Pew, Moore Foundation Ask Trump Administration to Prioritize Quality End-of-Life Care
The Pew Charitable Trusts and the Gordon and Betty Moore Foundation, with support from Discern Health, wrote a letter March 14 to Health and Human Services Secretary Tom Price and Seema Verma, the newly confirmed administrator of the Centers for Medicare & Medicaid Services, outlining a number of steps that Medicare could take to ensure that patients and their families receive high-quality care near the end of life. The recommendations, which were informed by an expert panel convened by the two organizations, call on Medicare to:
- Implement two quality measures that assess whether Medicare beneficiaries in hospitals have completed advance care plans.
- Capture the experiences of patients who have died or who cannot speak for themselves through regular surveys of their family members.
- Collect data on the care of seriously ill patients in a standard way across all health care facilities.
- Create new measurement tools to assess whether a patient’s care was consistent with his or her preferences.

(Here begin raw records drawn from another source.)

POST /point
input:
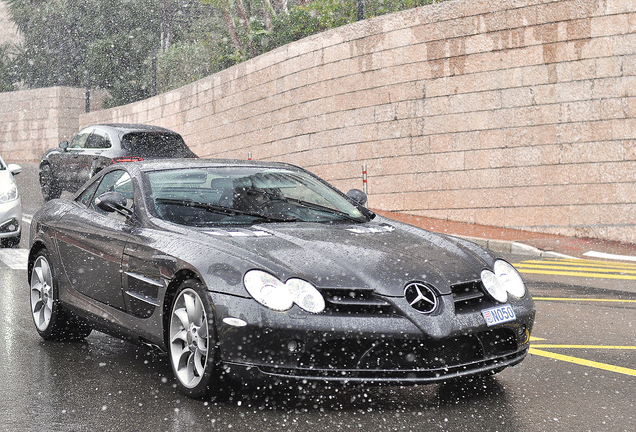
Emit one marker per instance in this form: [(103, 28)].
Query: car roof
[(164, 164), (124, 128)]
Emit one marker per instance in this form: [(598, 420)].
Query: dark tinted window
[(156, 144)]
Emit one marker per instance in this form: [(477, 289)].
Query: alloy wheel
[(189, 341), (42, 293)]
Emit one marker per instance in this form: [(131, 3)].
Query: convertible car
[(265, 270)]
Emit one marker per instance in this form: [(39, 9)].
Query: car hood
[(383, 255)]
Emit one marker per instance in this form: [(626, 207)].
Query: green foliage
[(180, 65), (114, 41)]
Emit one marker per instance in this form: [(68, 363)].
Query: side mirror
[(14, 168), (113, 202), (358, 196)]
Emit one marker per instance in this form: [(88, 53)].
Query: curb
[(512, 247)]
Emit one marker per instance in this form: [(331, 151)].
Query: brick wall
[(32, 121), (514, 113)]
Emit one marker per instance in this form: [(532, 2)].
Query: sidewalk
[(516, 241)]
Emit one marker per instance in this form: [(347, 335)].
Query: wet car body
[(121, 275), (95, 147), (10, 205)]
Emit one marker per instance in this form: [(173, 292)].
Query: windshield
[(156, 144), (246, 195)]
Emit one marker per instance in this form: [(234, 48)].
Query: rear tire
[(192, 339), (51, 321), (48, 184)]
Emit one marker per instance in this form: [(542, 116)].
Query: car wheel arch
[(33, 253), (171, 291)]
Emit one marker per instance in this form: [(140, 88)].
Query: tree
[(63, 39)]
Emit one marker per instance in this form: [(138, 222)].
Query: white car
[(10, 205)]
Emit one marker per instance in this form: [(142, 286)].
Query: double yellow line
[(534, 349), (579, 268)]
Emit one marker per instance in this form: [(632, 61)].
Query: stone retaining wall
[(513, 113)]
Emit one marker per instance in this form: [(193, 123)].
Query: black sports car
[(264, 269), (95, 147)]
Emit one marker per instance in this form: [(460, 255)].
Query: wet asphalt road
[(104, 384)]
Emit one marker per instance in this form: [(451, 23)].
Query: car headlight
[(503, 281), (8, 192), (510, 278), (274, 294)]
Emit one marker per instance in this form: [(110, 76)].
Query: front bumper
[(11, 218), (385, 348)]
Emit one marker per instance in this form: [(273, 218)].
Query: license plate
[(498, 315)]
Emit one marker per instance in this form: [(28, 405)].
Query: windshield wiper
[(222, 209), (325, 209)]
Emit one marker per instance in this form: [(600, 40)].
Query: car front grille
[(468, 296), (355, 302)]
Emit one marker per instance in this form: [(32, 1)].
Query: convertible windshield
[(246, 195)]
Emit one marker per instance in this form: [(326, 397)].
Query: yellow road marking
[(579, 263), (579, 268), (582, 299), (576, 268), (583, 362), (580, 274), (626, 347)]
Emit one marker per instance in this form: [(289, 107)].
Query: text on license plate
[(498, 314)]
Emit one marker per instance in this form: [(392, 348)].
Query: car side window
[(115, 181), (98, 139), (79, 140)]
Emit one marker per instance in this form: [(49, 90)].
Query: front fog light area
[(276, 295), (503, 281)]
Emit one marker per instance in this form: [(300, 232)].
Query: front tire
[(51, 321), (191, 340)]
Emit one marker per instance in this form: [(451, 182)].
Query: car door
[(91, 242)]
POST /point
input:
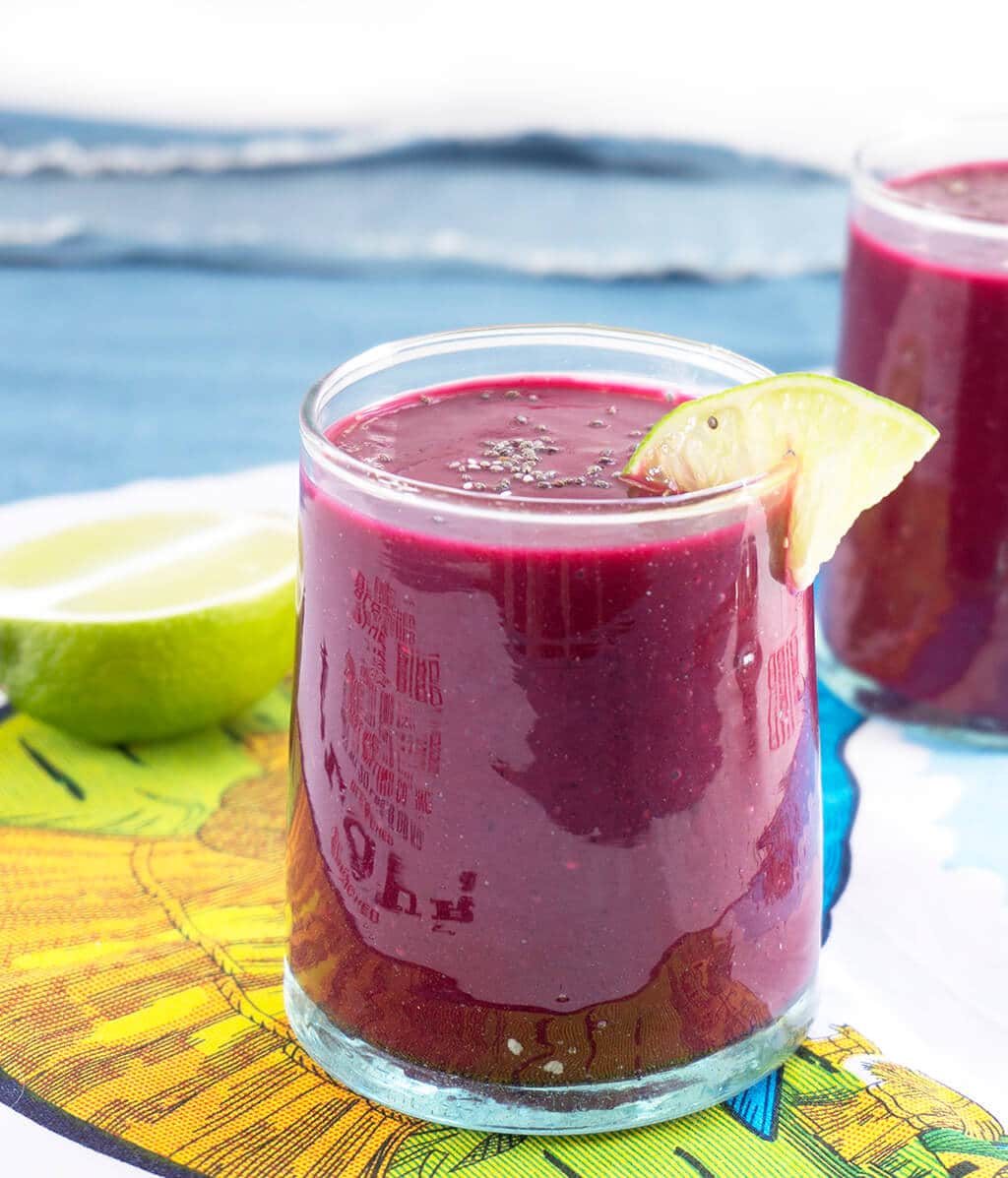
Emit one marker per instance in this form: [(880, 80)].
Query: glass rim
[(876, 190), (383, 484)]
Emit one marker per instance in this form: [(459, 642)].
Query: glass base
[(449, 1099), (870, 698)]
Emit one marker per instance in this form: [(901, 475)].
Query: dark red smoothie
[(554, 813), (916, 598)]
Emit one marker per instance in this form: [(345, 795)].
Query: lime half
[(850, 448), (141, 627)]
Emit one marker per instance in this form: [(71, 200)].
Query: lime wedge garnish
[(142, 627), (850, 449)]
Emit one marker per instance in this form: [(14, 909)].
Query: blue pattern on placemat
[(837, 721), (758, 1105)]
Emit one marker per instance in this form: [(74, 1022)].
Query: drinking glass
[(914, 607), (554, 842)]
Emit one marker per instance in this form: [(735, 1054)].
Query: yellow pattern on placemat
[(142, 938)]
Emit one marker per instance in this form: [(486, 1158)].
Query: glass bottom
[(874, 699), (600, 1107)]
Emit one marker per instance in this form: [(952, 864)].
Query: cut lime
[(141, 627), (850, 449)]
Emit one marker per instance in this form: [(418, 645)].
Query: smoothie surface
[(978, 191), (530, 437)]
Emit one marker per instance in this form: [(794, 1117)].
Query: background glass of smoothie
[(554, 847), (914, 607)]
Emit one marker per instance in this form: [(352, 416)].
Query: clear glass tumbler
[(914, 607), (554, 846)]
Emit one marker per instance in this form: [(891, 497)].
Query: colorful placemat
[(142, 938)]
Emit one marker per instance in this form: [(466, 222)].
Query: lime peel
[(139, 641), (850, 448)]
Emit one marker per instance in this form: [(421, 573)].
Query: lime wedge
[(148, 626), (850, 448)]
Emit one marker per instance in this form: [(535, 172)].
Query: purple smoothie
[(555, 811), (916, 598)]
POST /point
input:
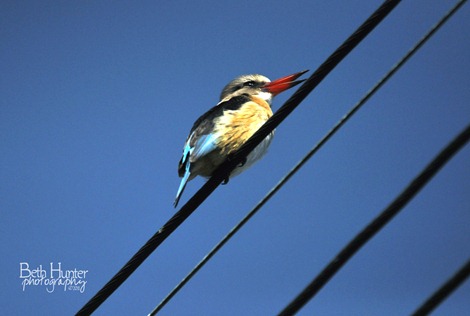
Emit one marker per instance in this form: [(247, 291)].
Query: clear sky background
[(97, 98)]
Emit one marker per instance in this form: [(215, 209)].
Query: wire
[(306, 158), (380, 221), (440, 295), (225, 168)]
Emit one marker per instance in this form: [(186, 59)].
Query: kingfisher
[(245, 105)]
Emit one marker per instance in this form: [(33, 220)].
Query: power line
[(445, 290), (224, 170), (307, 157), (378, 223)]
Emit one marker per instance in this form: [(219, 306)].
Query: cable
[(440, 295), (380, 221), (306, 158), (224, 170)]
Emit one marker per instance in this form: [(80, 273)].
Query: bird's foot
[(242, 163)]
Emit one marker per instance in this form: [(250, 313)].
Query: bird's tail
[(182, 186)]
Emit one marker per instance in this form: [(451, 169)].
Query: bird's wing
[(201, 140)]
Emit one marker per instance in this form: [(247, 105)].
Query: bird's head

- Develop and implement new meaningful quality measures in alternative payment models—that is, ways to pay for Medicare services beyond traditional fee-for-service—to ensure that patients receive care that matches their goals, preferences, and values.
Implementation of these recommendations would address shortcomings in the care people receive near the end of their lives. For example, a recent report by the Centers for Disease Control and Prevention found that although the majority of Americans say they prefer to die at home, nearly 75 percent die in other settings, such as hospital intensive care units or nursing homes. Medicare—in addition to clinicians, health systems, and payers—could use the strategies outlined to address this and other gaps in care.
Alongside the letter, Pew, the Moore Foundation, and Discern released a report detailing the process for developing the recommendations described in the letter.